Nonprofits in Iowa, as in most states and communities, are struggling with how to serve rising numbers of individuals seeking help amidst significant budget cuts.
This will be a tough challenge moving forward for many public and nonprofit agencies, and one that is likely to endure for the next few years as unemployment and poverty rates remain high - even if there is economic recovery soon. Agencies will be forced to make tough trade-offs between cutting staff, triaging clients and providing help only to the neediest, offering more modest services, and expanding waiting lists. A bad set of choices. Interestingly, one audience member said she used an anonymous web survey to collect ideas from staff about how to cut costs with as little impact on clients as possible. Her board was reviewing the many recommendations and deciding how to move forward.

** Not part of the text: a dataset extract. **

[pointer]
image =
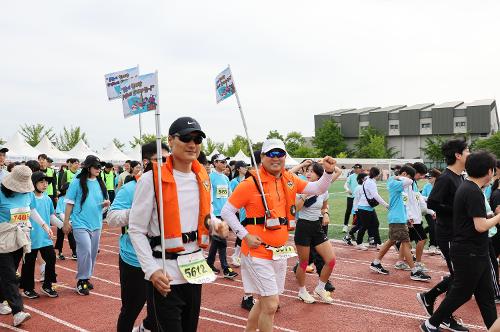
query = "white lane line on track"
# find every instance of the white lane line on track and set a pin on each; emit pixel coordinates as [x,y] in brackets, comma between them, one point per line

Because most nonprofit service organizations draw on many different revenue sources, they face the administrative challenge of complying with various reporting requirements from these different revenue sources. At a time when there are greater demands on all staff, these tasks can take time away from case management and providing services.
Another tough challenge. On the one hand, program evaluation and reporting are critical to ensuring program quality and to improving program models. On the other hand, time spent on compliance documents takes time away from clients and from addressing the fallout of the current economic environment.
My visit provided sobering insight into the tough tasks facing the social workers that staff the street-level organizations upon which our safety net rests.